# Introduction to VAPr: package for the aggregation of genomic variant data 

#### Author: C. Mazzaferro & Kathleen Fisch
#### Email: cmazzafe@ucsd.edu
#### Date: June 2016
 
## Outline of Notebook
<a id = "toc"></a>
1. <a href = "#background">Background</a>
2. <a href = "#setup"> Annovar Set-Up</a>
  * <a href = "#naming">Set paths and names</a>
3. <a href = "#mongo">Set Up MongoDB</a>
  * <a href = "#parse">Parse to MongoDB</a>
4. <a href = "#export">Export CSV and VCF files</a>

<a id = "background"></a>
## Background

This notebook will walk you through the basic steps of how variants coming from a VCF can be annotated efficiently and thoroughly using the package VAPr. In particular, the package is aimed at providing a way of retrieving variant information using [ANNOVAR](http://annovar.openbioinformatics.org/en/latest/) and [myvariant.info](myvariant.info) and consolidating it in conveninent formats. It is well-suited for bioinformaticians interested in aggregating variant information into a single database for ease of use and to provide higher analysis capabities.

For a more complete description of the functionalities of the package, you can visit the [VAPr Sample Usage Notebook](https://github.com/ucsd-ccbb/VAPr/blob/master/VAPr%20Sample%20Usage.ipynb) and/or check the full documentation on GitHub. 

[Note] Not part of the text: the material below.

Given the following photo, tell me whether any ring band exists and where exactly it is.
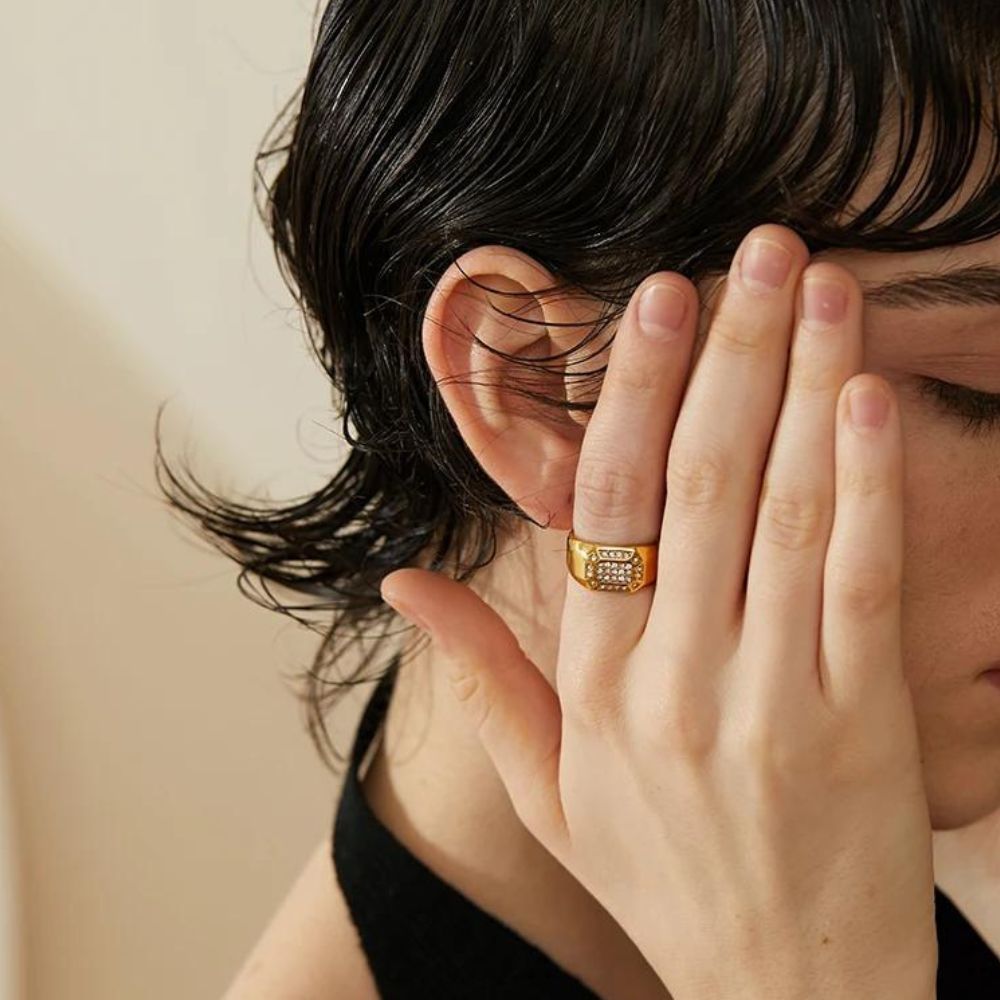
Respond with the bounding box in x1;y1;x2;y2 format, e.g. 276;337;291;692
566;531;659;594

*Note to reviewers*: this notebook is in all its functionalities the same as the one in the official documentation (https://github.com/ucsd-ccbb/VAPr/blob/master/Quick%20Start-Up%20Guide.ipynb). We have added some notes here regarding performance and regarding the file structure of this instance.

<a id = "setup"></a>
## Annovar Set-Up

Annovar* is one of the most popular open source variant annotation packages currently available. It's a collection of comand line perl scripts that levarage on up-to-date publicly available datasets, and allows the execution of region, gene, and filter based annotations. VAPr employs the functionalities of Annovar by providing wrapper funcions that execute automatically the database downloads and update, as well as the annotation itself. In particular, the wrapper was written in order to provide the user with the latest annotation data, but also minizing the overhead of  having to learn a new toolkit fro scratch. The wrapper this takes care of:

 1. Building a syntactically correct command line string command
 2. Storing downloaded files, as well as annotated ones to their appropriate locations
 3. Automatic updates of databases
 
The databases currently supported as default are the following:
 
- knownGene
- tfbsConsSites
- cytoBand
- genomicSuperDups
- esp6500siv2_all
- 1000g2015aug_all
- popfreq_all
- clinvar_20140929
- cosmic70
- nci60

Which can be expanded or restricted by the user, depending on his or her research needs. 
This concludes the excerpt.